Analyzing Data 180,000x Faster with Rust (willcrichton.net)
from fettuccinecode@programming.dev to rust@programming.dev on 21 Oct 2023 04:00 +0000
https://programming.dev/post/4685409

#rust

SpaceNoodle@lemmy.world on 21 Oct 2023 07:34 +0000 next

Referring to lazy Python as “baseline” is a joke.

snaggen@programming.dev on 21 Oct 2023 08:52 +0000 next

But isn’t it kind of obvious that if you are able to do 180k times improvement, then the baseline is probably not very impressive to begin with. Still, that doesn’t take away that the optimizations were impressive, and that it was interesting to read about it.

Turun@feddit.de on 21 Oct 2023 09:07 +0000

I think your last sentence has one negation too much.

If it was interesting to read about it, then the criticism did not take away that the optimizations were impressive.

snaggen@programming.dev on 21 Oct 2023 09:16 +0000

Fixed it… I come from a language culture were we like our negations :) Also, not native english speaker, so combine the two and you are in for a ride!

bluGill@kbin.social on 21 Oct 2023 12:59 +0000 next

With rust is the joke as if you couldn't do it otherwise. Maybe c would be only 179,999x faster, or FORTRAN 180,001x, (numbers made up). Python could probably be made 60,000x faster as well.

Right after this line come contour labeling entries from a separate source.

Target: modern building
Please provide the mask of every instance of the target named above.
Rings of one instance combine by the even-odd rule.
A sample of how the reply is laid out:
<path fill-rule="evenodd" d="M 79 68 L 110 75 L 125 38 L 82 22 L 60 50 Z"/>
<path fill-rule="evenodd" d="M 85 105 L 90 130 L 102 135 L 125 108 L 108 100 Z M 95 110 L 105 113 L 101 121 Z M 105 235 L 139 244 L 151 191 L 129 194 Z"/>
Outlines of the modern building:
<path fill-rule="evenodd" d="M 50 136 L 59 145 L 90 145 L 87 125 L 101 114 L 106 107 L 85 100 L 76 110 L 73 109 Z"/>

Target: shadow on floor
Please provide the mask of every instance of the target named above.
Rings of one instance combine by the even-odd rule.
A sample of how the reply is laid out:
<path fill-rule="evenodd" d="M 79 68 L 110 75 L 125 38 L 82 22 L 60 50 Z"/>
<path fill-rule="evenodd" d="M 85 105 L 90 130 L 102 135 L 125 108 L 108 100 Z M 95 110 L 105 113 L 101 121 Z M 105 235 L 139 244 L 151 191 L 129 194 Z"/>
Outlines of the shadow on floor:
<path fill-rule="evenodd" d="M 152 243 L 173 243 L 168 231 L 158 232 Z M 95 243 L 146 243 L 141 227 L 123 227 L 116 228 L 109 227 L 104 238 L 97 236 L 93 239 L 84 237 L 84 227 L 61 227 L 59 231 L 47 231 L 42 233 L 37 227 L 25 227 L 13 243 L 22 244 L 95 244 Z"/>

eager_eagle@lemmy.world on 21 Oct 2023 18:16 +0000 next

Yet it’s a fine baseline. The actual speedup for switching to rust was 8x, the rest was all about changing data structures, using SIMD, parallelism and batching.

BehindTheBarrier@programming.dev on 22 Oct 2023 08:05 +0000

I think it’s a great baseline. Within academic context, Python (and perhaps Matlab) are extremely common for data analysis. I doubt many would transition code to other languages unless strictly needed such as the case in the article. Showing how to “simply” speed up code like the article does is a great way to snag speed even if you don’t analyze timing, and just replicate steps from this article.

Having done stuff myself as part of research, and having people I know go from developer jobs to research jobs, I can safely say scientists generally do not make good code. Regardless of language. An article like this gives good steps to take from start to end, and would be a valuable tool in a possible transition to better code.

sugar_in_your_tea@sh.itjust.works on 22 Oct 2023 23:09 +0000

I can absolutely confirm. I work in a specialized industry where we have a team of PhDs in our R&D team that writes quick and dirty code in Fortran. That’s what they know, and it’s what they’re most productive with.

Our production code is in Python. We took one of their solutions and made it way faster, and the main improvement was to restructure the code to not need everything in memory at once. Basically, they were processing data in 4D space, but only needed 3D worth of data at a time, and most of the time was being spent in memory allocation. So we drastically dropped memory usage and memory allocation by simply changing how they iterated, which also meant we could parallelize it, further increasing performance.

They’re paid to come up with the algorithms, I’m paid to make it run fast in production. We looked into Rust, but for this project, Python got us well within a reasonable running time and Rust would’ve requested retaining a lot of our team, but it’s still on the table if we need more performance.

Sigmatics@lemmy.ca on 22 Oct 2023 17:06 +0000

Yeah, this one really had me scratching my head:

✓Note: there are lots of ways we could make the Python code faster, but the point of this post isn’t to compare highly-optimized Python to highly-optimized Rust. The point is to compare “standard-Jupyter-notebook” Python to highly-optimized Rust.

tocano@lemmy.ml on 21 Oct 2023 07:47 +0000 next

Move infinitly faster with teleportation!!!

Walking baseline

eager_eagle@lemmy.world on 21 Oct 2023 18:05 +0000 next

Their actual speedup for switching languages was 8x. The rest was all about using better data structures and parallelism.

uthredii@programming.dev on 22 Oct 2023 19:10 +0000

Would be interesting to see how fast polars (a dataframe library written in rust) would be as it can be used in python.